Every year I have a friendly (well, ok, not always so friendly) tomato-growing contest with my friend Branda.
The prize is a coveted crystal tomato, awarded to the grower of the most tomatoes. The loser gets the cheap plastic tomato consolation prize. It's no consolation.
If you come out on the short end, all through the long winter you have to stare at that crummy replica, your humiliation compounded with the growing piles of snow.
But not last year. Last year, after several seasons of defeat, I won back the prize. I also lost another contest in April 2011, but I don't recall what it was -- the crystal tomato was mine.
My team looks even stronger this season. I have a couple of plants that are producing like Prince Fielder and Ryan Braun as if they were still batting three and four in the order for the Brewers. (I do have one plant that looks like John Axford -- if I can save just one out of five tomatoes grown by the other plants, that's the most I can hope for.)

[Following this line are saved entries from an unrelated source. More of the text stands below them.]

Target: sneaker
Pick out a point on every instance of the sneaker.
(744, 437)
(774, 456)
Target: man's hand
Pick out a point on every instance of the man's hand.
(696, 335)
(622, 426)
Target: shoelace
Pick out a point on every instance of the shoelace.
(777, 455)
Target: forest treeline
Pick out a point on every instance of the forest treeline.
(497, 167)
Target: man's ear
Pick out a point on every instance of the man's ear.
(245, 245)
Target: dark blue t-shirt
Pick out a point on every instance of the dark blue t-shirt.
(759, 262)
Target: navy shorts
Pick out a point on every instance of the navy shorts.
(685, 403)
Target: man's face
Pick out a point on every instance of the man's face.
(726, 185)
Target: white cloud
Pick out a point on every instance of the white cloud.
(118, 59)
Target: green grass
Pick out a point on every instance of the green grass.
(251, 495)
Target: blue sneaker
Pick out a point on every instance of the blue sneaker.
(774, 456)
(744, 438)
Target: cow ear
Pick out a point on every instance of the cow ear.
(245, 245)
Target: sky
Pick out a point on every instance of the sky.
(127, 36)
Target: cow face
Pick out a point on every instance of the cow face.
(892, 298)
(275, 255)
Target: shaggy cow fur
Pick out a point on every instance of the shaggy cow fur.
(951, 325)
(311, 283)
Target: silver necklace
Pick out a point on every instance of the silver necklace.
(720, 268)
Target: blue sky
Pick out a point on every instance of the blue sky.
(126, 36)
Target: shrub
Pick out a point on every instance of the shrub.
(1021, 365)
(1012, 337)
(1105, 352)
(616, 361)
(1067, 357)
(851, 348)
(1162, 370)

The early hot, humid weather might be making people miserable, but it's making tomatoes very happy.
Like any good produce competitor, I like to keep my eye on the latest in tomato scholarship. Important new research may explain the tastelessness of the modern tomato. It turns out that breeding selecting to ripen industrial tomatoes all at once may have inadvertently turned off a taste gene.
But now those same brave researchers have found a way to turn the switch back on!
I'm not sure what all this means for my backyard Celebrities, Early Girls, Better Boys and Beef Masters. It wasn't clear to me from the article if the ghastly genetic mutation was bred into these varieties or just industrial types. My home-grown tomatoes planted in my own compost taste pretty darn good.
But the prospect that they might taste even better, and that the pallid reddish rock that arrives with your February salad might actually taste like something is reason to celebrate.
First the Supreme Court upholds health care. Then the meaning of the universe is discovered. Now this.